米航空宇宙局(NASA)の7月下旬の報告によると、環境観測衛星「SMAP」は、台風や熱帯低気圧を監視するのにも役立つ可能性がある。実際、太平洋東部の熱帯低気圧「Estelle(エステル)」の風を観測するのに有効だったという。
SMAPは2015年に米国が打ち上げた衛星。Soil Moisture Active Passiveの略称。「アクティブ・レーダー」と「マイクロ波放射計」を組み合わせ、地球のどこであれ地表5cmほどの水分量を観測できるよう設計してある。
一方、海面の塩分を推測することもでき、応用すれば熱帯性低気圧やハリケーン(日本で言えば台風)の風を観測するといった目的に役立つ可能性があると、あらためて示した。

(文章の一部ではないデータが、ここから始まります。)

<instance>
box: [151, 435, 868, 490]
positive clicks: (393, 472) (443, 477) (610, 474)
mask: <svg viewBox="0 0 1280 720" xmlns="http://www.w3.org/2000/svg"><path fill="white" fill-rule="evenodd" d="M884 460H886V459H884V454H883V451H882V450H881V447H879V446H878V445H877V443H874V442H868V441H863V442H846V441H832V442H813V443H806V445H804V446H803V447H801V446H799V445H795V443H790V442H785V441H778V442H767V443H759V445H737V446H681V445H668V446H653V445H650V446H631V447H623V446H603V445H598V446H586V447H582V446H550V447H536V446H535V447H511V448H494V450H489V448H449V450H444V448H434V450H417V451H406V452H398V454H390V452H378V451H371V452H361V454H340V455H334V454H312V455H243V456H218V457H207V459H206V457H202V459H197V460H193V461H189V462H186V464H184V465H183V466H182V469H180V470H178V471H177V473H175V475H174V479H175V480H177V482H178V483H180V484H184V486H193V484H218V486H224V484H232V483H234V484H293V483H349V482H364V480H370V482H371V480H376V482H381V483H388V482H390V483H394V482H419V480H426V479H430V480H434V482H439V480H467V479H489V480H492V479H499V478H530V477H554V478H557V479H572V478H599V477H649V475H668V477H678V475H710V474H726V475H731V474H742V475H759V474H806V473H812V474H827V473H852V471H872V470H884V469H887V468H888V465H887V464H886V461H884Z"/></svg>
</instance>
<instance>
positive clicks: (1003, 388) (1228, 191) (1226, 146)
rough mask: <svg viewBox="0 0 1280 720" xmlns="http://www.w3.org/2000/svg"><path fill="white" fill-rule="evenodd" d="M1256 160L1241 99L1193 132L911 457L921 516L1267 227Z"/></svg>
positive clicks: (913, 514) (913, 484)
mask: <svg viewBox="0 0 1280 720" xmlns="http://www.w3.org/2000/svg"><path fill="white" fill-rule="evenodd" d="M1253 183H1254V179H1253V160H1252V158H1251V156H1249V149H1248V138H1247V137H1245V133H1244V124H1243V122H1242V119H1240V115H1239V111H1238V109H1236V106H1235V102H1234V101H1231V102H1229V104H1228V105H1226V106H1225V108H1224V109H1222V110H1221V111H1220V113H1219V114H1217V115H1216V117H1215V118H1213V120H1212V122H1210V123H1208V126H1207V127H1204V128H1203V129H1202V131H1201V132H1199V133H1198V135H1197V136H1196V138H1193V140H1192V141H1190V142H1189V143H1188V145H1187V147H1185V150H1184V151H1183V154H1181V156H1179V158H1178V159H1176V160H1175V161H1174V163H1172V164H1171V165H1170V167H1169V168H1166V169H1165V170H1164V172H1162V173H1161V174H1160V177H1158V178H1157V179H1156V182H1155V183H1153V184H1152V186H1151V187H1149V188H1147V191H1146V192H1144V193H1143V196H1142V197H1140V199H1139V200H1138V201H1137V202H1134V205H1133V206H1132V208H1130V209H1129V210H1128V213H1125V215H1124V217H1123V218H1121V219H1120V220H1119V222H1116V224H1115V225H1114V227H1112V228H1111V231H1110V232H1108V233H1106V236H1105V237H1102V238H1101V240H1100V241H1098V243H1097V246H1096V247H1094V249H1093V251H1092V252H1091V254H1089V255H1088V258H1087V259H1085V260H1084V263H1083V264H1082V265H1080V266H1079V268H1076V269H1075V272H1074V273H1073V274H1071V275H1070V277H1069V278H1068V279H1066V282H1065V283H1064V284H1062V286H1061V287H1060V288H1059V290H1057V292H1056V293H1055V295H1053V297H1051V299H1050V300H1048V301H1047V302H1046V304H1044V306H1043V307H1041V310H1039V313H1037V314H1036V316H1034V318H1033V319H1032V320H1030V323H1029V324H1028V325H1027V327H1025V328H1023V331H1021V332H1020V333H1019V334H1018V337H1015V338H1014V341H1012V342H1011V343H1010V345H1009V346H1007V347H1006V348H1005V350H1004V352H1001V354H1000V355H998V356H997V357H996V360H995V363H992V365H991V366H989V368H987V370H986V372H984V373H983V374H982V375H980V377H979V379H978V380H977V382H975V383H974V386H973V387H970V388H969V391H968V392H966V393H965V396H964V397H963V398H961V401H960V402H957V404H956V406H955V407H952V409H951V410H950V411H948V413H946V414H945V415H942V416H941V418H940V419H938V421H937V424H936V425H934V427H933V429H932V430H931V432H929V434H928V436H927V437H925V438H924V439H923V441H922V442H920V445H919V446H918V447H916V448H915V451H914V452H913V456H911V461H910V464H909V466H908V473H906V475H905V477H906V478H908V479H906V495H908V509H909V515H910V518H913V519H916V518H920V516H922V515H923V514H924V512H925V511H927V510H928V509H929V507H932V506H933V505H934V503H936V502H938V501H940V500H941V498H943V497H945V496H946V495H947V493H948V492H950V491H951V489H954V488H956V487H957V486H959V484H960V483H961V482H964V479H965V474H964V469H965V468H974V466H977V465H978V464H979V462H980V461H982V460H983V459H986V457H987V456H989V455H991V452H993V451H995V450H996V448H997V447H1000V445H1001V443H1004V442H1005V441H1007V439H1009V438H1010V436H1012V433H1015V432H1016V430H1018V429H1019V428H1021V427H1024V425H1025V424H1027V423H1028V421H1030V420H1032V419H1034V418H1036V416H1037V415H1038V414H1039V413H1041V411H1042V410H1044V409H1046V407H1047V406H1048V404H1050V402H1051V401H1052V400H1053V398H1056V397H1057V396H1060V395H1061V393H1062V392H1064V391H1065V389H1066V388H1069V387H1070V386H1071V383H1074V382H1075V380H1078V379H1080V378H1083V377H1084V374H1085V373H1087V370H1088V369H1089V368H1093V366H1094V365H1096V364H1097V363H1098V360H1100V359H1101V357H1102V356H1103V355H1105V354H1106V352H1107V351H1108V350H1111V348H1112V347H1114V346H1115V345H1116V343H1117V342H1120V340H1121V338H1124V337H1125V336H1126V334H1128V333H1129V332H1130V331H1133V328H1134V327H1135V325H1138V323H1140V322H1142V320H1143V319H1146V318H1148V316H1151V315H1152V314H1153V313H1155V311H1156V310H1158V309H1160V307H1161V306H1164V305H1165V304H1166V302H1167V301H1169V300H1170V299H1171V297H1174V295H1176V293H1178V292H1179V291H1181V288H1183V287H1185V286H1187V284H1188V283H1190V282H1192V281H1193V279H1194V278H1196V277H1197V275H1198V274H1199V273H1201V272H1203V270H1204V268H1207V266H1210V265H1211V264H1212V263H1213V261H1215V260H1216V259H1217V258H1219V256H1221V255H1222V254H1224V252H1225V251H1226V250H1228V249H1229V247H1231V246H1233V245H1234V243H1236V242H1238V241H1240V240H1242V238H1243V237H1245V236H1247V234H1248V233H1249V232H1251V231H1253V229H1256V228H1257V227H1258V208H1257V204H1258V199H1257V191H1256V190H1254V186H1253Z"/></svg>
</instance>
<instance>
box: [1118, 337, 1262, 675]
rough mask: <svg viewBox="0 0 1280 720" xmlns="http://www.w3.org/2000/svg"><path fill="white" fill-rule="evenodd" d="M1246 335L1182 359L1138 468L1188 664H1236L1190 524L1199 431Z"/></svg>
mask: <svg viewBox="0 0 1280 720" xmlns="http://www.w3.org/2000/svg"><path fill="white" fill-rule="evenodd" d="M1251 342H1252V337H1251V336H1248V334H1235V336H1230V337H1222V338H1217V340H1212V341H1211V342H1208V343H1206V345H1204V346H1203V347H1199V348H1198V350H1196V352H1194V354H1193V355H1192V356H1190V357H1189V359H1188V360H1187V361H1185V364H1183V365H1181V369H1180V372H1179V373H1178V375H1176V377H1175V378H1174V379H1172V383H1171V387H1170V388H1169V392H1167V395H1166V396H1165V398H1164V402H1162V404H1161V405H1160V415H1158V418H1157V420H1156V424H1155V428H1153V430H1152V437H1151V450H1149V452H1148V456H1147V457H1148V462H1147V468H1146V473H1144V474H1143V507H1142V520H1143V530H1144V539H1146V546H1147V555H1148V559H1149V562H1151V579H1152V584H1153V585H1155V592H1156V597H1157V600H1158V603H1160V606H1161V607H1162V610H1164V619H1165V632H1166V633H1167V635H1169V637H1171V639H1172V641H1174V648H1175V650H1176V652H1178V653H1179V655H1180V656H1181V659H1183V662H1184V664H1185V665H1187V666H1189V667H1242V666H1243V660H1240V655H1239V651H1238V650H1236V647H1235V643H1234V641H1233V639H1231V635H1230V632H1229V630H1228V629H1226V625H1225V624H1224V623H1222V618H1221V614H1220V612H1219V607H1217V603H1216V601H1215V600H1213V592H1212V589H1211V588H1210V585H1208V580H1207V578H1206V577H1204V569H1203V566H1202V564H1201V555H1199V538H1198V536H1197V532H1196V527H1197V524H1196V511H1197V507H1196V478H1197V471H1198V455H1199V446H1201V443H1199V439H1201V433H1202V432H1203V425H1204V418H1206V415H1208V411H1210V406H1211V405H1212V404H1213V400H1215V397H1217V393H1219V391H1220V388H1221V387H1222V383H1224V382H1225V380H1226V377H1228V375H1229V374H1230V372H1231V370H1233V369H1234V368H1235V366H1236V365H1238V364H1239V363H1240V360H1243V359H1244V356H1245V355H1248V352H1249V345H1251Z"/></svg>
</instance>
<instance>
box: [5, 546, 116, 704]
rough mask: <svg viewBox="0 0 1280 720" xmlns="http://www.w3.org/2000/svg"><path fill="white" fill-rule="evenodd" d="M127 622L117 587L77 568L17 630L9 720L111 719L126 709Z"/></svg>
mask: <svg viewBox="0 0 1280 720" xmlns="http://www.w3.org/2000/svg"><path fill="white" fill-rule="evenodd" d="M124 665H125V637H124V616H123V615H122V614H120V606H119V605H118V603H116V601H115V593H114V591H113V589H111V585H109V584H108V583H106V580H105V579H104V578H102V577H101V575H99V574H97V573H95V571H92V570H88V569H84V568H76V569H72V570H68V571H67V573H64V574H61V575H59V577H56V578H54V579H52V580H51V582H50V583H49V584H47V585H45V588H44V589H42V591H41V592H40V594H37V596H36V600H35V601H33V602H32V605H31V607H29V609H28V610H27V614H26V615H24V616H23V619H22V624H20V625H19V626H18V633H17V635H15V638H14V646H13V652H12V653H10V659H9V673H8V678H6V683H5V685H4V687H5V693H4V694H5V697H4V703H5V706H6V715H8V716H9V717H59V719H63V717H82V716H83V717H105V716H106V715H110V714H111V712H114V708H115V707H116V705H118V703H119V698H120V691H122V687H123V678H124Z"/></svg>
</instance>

I may love soil moisture, but I can also estimate ocean winds! https://t.co/1ml84Ww96m #EarthRightNow pic.twitter.com/xpqeVFnuBN
— NASA SMAP (@NASASMAP) 2016年7月26日
実際SMAPは、エステルが活発だった7月19日に、秒速30mの風を観測することに成功している。

SMAPについては2015年、搭載する重要機器の1つであるアクティブ・レーダーの故障が起き、「復旧を断念した」という報道が注目の的となったが、マイクロ波放射計は健在。衛星の機能は完全に失われず、NASAは運用継続を表明していた。